Does anyone know if that's even possible?

(Also Arrow - cheers for that - I actually found a post from a Corsair Memory Rep on another board suggesting that on these Gigabyte boards, the RAM should be running at 2.1v anyhow! I'm still running it at 1.9v, but if I have further problems, and can't relate them to AVG, I'll ramp up the RAM voltage a little and see if it goes away. Link: http://www.houseofhelp.com/forums/showthread.php?t=53068)

ArrowMk84
09-07-06, 06:36 PM
Oh, one more thing. There was post in HardOCP's Intel forum about some errata for the C2Ds, and someone though it could be causing rounding error they had in Prime95. This could be your issue, and if so, a BIOS update might solve your problem (that was stated in that thread).

Subtestube
09-07-06, 08:59 PM
You don't happen to have a link to that post, do you?

ArrowMk84
09-07-06, 09:55 PM
You don't happen to have a link to that post, do you?

This is it: http://www.hardforum.com/showthread.php?t=1092146

Subtestube
09-08-06, 05:26 PM
Thanks for all that help guys. I'm now beginning to wonder if it might be a heat problem. I noticed that the Zalman heatsink (9500) can actually still twist on top of the CPU, which would probably suggest that I haven't quite seated it properly (I'm not afraid to admit when I've made a mistake). Now, I would've thought that the low temps that Core Temp is reporting would indicate that heat dissapation wasn't a problem, however the heatsink feels pretty cool to touch, even when the computer is running, and I get the feeling it shouldn't be. Basically, I'm thinking that the heat isn't being properly spread across the surface because there isn't sufficient surface pressure (or possibly the thermal grease has become smeared a little unevenly _because_ of the insufficient surface pressure). That, I suppose, would allow certain parts of the CPU to run very cool (as the temps are reporting), and other parts to run hot enough to not do any damage, but cause problems such as those that occur when overclocking too high.

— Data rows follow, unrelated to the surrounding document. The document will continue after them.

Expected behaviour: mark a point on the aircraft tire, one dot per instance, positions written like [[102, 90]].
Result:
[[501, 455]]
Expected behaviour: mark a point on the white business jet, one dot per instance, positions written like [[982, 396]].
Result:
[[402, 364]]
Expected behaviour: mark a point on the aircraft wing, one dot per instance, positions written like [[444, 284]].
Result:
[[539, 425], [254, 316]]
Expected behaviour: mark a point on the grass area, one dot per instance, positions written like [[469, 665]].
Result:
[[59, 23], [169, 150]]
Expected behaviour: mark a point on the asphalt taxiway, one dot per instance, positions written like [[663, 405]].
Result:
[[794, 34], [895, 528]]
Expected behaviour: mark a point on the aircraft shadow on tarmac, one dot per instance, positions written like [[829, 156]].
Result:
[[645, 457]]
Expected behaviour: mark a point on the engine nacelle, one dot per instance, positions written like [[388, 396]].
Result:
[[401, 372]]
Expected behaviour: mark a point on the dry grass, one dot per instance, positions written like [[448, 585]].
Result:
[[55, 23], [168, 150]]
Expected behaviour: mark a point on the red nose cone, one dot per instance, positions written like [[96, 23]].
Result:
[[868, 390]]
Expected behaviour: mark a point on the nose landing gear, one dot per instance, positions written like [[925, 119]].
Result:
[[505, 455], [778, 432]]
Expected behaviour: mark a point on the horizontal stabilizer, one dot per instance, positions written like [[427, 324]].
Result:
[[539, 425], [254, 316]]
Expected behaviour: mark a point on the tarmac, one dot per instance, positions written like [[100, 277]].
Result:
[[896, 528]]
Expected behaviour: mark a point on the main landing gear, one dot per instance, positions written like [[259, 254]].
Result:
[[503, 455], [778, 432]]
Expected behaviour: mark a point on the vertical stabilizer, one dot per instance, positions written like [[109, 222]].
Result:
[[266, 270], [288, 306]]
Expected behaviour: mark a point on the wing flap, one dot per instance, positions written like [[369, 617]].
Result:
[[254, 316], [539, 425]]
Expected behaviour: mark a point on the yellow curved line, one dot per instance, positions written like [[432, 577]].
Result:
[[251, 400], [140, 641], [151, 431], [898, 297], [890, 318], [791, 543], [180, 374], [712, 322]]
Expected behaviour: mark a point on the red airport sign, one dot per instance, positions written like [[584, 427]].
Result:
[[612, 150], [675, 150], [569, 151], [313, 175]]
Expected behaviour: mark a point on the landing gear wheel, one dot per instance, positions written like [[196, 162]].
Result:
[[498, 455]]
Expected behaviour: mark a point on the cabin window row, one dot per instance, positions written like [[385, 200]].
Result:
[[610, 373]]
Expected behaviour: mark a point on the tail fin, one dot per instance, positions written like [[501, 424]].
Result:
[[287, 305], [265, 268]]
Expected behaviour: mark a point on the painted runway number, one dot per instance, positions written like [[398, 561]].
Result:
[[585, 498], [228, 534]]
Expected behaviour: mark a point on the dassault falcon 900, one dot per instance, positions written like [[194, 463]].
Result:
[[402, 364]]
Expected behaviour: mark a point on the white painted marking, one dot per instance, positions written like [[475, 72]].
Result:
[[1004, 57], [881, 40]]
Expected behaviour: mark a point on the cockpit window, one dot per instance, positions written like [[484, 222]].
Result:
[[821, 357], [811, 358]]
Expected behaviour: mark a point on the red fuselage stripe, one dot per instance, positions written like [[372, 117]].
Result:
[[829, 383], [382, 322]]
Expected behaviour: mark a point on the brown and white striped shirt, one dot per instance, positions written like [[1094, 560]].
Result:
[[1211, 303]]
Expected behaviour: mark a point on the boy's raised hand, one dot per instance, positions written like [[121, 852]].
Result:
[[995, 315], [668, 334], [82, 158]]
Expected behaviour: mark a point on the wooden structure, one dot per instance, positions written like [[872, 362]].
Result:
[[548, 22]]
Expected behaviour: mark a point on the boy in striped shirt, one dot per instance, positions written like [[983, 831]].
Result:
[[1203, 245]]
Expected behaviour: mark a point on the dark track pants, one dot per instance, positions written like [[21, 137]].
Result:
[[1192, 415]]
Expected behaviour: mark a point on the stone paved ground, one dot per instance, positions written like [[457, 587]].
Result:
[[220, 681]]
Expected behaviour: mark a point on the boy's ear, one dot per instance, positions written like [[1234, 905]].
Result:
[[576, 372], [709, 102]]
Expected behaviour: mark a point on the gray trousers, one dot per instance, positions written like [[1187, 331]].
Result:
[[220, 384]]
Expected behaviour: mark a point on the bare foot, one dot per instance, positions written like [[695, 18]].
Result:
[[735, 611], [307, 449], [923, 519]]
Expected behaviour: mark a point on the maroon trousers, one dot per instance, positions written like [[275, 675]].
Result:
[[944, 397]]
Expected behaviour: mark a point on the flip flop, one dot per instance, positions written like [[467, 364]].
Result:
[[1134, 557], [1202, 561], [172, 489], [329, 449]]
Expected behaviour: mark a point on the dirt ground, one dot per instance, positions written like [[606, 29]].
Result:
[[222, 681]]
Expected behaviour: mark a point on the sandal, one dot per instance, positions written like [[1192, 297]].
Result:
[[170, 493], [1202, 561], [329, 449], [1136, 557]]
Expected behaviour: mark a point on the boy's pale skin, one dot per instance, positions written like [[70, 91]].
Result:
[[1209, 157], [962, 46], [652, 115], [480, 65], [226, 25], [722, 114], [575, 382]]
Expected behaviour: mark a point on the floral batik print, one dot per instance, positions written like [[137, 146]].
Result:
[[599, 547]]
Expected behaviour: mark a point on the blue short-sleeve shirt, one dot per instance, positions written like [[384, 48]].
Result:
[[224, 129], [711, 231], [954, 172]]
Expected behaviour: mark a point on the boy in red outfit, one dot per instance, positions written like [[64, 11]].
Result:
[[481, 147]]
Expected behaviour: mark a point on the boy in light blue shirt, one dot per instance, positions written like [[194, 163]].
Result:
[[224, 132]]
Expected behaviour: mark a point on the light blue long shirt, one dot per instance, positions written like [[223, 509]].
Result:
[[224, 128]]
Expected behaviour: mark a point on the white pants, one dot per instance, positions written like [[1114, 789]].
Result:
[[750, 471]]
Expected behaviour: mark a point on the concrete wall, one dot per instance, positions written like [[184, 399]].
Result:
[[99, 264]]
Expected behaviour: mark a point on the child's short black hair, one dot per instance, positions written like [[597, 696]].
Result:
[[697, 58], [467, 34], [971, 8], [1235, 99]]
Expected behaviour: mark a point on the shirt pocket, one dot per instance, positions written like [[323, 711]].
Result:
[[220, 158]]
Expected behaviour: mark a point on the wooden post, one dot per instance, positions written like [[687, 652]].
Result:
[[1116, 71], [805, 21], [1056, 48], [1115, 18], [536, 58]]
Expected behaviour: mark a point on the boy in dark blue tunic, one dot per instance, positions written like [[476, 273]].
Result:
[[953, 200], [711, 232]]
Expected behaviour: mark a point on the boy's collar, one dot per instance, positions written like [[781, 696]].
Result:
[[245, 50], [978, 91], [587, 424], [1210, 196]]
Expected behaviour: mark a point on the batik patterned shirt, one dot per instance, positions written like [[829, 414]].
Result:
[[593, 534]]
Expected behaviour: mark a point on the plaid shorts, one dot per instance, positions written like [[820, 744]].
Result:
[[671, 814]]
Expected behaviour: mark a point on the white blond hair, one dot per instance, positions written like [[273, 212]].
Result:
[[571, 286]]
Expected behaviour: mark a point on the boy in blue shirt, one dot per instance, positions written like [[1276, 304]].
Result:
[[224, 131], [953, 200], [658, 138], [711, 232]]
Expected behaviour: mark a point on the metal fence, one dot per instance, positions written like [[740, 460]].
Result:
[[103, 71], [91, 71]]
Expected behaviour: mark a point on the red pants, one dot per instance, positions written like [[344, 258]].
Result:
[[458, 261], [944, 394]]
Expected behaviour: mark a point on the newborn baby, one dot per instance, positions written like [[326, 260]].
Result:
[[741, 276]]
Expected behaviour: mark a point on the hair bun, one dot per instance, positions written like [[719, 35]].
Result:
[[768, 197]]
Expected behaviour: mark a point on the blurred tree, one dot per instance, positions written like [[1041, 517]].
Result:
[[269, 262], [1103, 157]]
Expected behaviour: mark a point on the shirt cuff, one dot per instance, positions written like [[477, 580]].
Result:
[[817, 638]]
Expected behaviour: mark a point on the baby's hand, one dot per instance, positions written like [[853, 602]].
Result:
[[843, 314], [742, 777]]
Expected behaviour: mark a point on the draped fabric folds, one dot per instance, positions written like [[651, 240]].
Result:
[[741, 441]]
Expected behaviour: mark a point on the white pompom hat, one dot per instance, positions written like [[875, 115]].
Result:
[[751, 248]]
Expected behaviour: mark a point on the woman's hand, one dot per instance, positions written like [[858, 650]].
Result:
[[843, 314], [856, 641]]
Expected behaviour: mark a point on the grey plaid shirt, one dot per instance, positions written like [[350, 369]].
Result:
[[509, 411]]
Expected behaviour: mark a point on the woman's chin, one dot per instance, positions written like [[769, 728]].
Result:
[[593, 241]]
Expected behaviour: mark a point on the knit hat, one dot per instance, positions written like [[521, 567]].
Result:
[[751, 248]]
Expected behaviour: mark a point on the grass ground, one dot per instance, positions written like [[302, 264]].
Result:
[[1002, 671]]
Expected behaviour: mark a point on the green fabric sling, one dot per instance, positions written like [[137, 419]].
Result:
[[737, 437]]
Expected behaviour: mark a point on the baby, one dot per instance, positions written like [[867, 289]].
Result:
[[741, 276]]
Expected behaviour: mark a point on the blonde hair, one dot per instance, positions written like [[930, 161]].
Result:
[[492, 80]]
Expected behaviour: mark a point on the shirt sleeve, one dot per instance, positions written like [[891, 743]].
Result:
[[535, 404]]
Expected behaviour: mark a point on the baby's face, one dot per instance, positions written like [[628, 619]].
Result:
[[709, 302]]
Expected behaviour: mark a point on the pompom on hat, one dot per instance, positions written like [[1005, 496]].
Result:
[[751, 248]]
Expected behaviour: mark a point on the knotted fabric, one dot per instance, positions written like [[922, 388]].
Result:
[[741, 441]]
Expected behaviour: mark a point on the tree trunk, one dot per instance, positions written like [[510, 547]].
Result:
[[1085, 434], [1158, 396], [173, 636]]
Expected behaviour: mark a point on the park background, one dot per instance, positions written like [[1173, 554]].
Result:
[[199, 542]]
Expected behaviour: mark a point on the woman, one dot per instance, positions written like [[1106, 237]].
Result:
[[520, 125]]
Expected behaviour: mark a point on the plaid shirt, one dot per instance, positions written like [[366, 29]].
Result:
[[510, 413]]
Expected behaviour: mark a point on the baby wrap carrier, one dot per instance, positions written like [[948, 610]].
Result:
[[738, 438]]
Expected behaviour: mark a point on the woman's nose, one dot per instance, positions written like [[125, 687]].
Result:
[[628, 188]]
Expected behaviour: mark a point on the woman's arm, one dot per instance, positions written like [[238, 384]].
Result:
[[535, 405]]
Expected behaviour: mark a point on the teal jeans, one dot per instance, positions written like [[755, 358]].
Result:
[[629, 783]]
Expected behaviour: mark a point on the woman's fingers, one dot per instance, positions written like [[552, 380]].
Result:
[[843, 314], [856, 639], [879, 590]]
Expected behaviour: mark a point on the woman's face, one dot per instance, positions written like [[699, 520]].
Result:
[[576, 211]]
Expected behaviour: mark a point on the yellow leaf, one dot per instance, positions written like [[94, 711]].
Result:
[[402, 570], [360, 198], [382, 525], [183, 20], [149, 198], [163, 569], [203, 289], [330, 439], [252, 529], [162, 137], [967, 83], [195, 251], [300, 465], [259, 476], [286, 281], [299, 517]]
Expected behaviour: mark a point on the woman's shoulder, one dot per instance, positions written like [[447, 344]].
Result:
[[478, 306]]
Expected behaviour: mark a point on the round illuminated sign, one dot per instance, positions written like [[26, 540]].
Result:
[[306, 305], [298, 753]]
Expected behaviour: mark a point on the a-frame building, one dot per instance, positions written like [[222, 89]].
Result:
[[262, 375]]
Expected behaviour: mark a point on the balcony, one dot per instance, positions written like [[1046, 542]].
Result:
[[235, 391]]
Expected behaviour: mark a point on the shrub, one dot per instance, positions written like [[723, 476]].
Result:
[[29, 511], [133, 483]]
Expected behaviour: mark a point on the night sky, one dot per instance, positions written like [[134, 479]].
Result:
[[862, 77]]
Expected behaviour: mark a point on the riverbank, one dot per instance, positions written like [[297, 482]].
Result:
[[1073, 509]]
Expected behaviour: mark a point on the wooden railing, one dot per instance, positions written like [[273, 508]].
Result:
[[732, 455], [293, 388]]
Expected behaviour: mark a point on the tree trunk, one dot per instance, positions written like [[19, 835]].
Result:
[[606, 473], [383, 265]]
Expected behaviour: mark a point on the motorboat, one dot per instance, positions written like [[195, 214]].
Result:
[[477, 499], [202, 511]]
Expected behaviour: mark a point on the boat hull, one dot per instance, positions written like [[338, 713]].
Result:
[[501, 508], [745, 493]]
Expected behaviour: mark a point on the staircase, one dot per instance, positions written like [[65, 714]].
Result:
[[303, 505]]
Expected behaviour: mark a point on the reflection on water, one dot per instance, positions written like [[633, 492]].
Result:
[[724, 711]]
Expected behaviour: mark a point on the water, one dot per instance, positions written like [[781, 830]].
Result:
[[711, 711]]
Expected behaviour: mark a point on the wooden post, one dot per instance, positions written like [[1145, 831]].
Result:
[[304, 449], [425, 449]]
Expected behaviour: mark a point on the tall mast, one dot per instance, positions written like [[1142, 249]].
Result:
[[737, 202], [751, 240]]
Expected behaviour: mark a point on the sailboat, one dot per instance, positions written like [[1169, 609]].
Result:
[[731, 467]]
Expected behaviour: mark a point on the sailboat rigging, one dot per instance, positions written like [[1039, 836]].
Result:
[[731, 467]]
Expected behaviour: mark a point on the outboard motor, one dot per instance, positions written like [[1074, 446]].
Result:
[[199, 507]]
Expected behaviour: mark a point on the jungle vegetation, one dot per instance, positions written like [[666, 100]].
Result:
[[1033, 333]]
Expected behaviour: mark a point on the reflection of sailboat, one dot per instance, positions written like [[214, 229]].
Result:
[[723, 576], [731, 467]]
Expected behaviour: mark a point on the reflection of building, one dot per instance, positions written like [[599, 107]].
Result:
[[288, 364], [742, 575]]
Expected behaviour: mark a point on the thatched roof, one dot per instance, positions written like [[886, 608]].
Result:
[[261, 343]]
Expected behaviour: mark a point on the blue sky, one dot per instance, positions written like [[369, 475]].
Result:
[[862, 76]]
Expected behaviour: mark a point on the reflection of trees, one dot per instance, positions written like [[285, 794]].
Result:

So, what I'm going to do later today is remove the heatsink, make sure that the thermal grease is spread evenly, and put it back on, basically - then see if SP2004 still fails (I've now confirmed that it's not AVG). If it does, I'll raise the RAM voltage as that chap in the post I linked to earlier suggested, and if that _still_ doesn't work... well.. then I guess it's RMA time, and I'll try to see if I can figure out what exactly is faulting. Again.

Any suggestions regarding that? I do appreciate all the advice I've had here, and any comments on my plan (or theories) would be very much.. um... appreciated!

Subtestube
09-10-06, 05:27 PM
If anyone is interested - it looks a lot like it's a RAM problem. With Stick 1 (arbitrarily numbered) in slot one alone, the computer is prime stable for in excess of 9 hours (which should be long enough, I think). With Stick 2 in slot one alone, the computer is prime stable for between a minute and an hour, and which point it will always fail.

So... yes. RMAing the RAM now.